Moon Lovers’ı izlerken dizinin bitiminde bu dizinin fragmanlarını görmüştüm. Açıkçası dizi fragmandan izlediğim kadarıyla saçma gelmişti. Üstelik Lee Min Ho’nun fanatik hayranlarının olması, tek bir dizisini izlemediğim halde adamdan istemsizce soğumama sebep olmuştu. Fragmandan başrol kadın oyuncu da klasik şapşal kız tiplemesi gibi gözükmüştü. Şu an diziyi izledim ve bu eski düşüncelerime gülüyorum ya neyse...

Youtube’da W’nun ostlarını dinlerken önerilerde Yoon Mi Rae’nin bu dizi için yaptığı şarkıyı gördüm ve tıkladım. Şarkı o kadar hoşuma gitti ki telefonuma indirdim. Sonra merak ettim diziyi ve izledim. İzleyiş o izleyiş! O kadar beğendim ki 3 kişinin daha izlemesine vesile oldum. Hemen o şarkıyı buraya koyuyorum. Diziyi izleyip izlememek size kalmış ama bu şarkıyı mutlaka dinleyin.

               

  Bizene senin nasıl izlediğinden diyorsanız sakin olun şimdi diziden bahsedeceğim.
Dizinin Konusu
Dizi aslında iki farklı hikaye üzerinden ilerliyor. Bu hikayenin biri geçmişte biri ise günümüzde geçiyor. Bunların ortak yanı aynı kişilerin farklı zamanlardaki yaşamları. Biz buna kısaca reenkarnasyon diyoruz. Eski yaşanmışlıklarla paralel olayların meydana geldiğini izliyoruz. Dizideki fantastik kısım bununla da sınırlı değil. Bir denizkızıyla bir adamın masalsı aşkına tanıklık ediyoruz. Aslında böyle yazınca konu biraz fazla hayal ürünü geliyor. Hatta bende de olduğu gibi ya bunlar da amma coştular bu da izlenir mi diyebilirsiniz. Ancak izleyince aslında ne kadar tatlış bir dizi olduğunu anlıyorsunuz. İzlemek gerçekten başka oluyor.

Dizinin Oyuncuları

Jun Ji Hyun/ Shim Cheong


  Şu ana kadar izlediğim Kore dizilerinde gözlemlediğim kadarıyla hep esas erkek ön plana çıkıyordu. Hatta kadın karakter biraz saf gibi davranıyordu. Niye hep böyle diye düşünürken Shim Cheong’la tanıştım. Öncellikle bu karakteri oynayan kadının oyunculuğuna hayranım. Safı oynayıp saf olmamak diye buna derim. Mimiklerine bayıldım. Kadının sadece tek bir bakışı bile gülmeme sebep oldu. Başkası oynasa herhalde bu kadar sevemezdim.

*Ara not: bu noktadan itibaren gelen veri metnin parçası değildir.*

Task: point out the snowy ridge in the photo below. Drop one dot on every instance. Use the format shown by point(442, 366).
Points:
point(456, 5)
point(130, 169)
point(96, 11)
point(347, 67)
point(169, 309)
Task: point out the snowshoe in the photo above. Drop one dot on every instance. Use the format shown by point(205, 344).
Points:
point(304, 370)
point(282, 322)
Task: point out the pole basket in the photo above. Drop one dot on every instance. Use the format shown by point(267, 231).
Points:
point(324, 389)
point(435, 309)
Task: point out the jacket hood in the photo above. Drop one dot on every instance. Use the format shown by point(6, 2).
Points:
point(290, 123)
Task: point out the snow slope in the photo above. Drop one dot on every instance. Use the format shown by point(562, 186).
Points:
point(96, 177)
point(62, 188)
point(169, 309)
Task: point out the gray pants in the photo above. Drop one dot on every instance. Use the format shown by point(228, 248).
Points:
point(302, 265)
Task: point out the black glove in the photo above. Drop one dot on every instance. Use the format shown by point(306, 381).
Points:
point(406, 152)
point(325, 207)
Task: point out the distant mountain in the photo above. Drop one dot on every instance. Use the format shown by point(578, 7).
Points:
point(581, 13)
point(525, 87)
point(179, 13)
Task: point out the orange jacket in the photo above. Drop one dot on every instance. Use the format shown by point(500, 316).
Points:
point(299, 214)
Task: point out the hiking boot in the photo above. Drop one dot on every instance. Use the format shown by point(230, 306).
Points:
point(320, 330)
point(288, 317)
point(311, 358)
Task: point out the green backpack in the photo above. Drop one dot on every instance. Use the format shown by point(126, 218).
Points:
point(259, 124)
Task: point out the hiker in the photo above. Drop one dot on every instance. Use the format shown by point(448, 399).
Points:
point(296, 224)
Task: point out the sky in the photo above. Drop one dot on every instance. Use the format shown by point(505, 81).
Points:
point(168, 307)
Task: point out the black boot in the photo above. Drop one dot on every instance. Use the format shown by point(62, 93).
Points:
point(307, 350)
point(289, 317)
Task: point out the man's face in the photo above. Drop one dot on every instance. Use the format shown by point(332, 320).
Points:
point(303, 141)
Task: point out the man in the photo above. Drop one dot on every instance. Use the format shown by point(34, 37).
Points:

Zaten güzelliğine ayrı bir hayran kaldım. Şu ana kadar izlediğim en güzel Koreli oyuncu olduğunu söyleyebilirim. Kendisini  o meşhur My Sassy Girl filminde izleyip hayran kalmıştım. Bu dizide ilk başta ikisinin aynı oyuncu olduğunu anlamamıştım. Google’da araştırma yapınca fark ettim ve bu durumu çok sevdim. Kadın resmen efsane...



  Shim Cheong aşırı salak anlamına gelen bir ad olsa da aslında kızımız bir denizkızı olduğu için karadaki yaşama dair hiçbir şey bilmiyor. Haliyle de insanlar tarafından salak yahut deli olarak algılanıyor. Ancak denizkızı olmanın bazı avantajları da var. Mesela bir şeyi çok çabuk öğreniyor. O kadar güçlü ki bir vurdu mu adeta adamı yere seriyor. Çok çabuk iyileşiyor. Ağladığı zaman gözlerinden değerli inciler akıyor. Ve en önemlisi de insanların hafızasını silme gücüne sahip. Shim Cheong beni neredeyse her sahnesinde kahkahalara boğdu. Yemek yeme şekli, her daim aç olması, Tv dizilerinde gördüğü her şeyi uygulamaya çalışması, tuhaf arkadaşlıkları, komik ama güzel kıyafetleriyle beni benden aldı.

Heo Joon Jae/ Lee Min Ho



   Bu dizi sayesinde Lee Min Ho’yu ilk defa izlemiş oldum.  Son izleyişim olmayacağını söyleyebilirim.  Bir Jun Ji Hyun performansı yoktu ama onun da oyunculuğu bayağı iyiydi.  İlk dizilerine nazaran daha da bir gençleşmiş, daha yakışıklı olmuştu. Oynadığı Heo Joon Jae karakterini de bayağı sevdim.
   Heo Joon Jae küçükken annesinden ayrılmıştır. Babasının yeni eşi ve üvey kardeşi yüzünden babasıyla iyice arası açılınca genç yaşta evden kaçmıştır. Tek başına annesini ararken bir dolandırıcı olmuştur.  Neyse sadece kötü insanları soyması da tesellim olsun. Dizinin başlarında hipnoz yeteneğini kullanması farklılık açısından bence hoştu ama neden ileriki bölümlerde hipnoz olayı es geçildi anlayamadım. Heo Joon Jae hakkında aslında yazacak çok şeyim var ama farklı başlıklar altında onlara yer vermeyi düşünüyorum.


Nam Doo



   Joon Jae’nin dolandırıcı abisi Nam Doo kelimenin tam anlamıyla bir paragöz. Para neredeyse o oradadır. Tüm kötü özelliklerine rağmen izlemekten çok zevk aldığım bir tiplemeydi. Etrafında dönen olaylara aslında mantıklı yaklaşımları ama komik tepkileri vardı. Adamın konuşma şekli bile başlı başına komikti. Dizinin son bölümlerine doğru kendisinin hain olma düşüncesi beni çok sinirlendirmişti. Seyirciyi ters köşe yaparak kalpleri bir kez daha fethetti. Yalnız bu adamla arkadaş olan yaşlanmaz. 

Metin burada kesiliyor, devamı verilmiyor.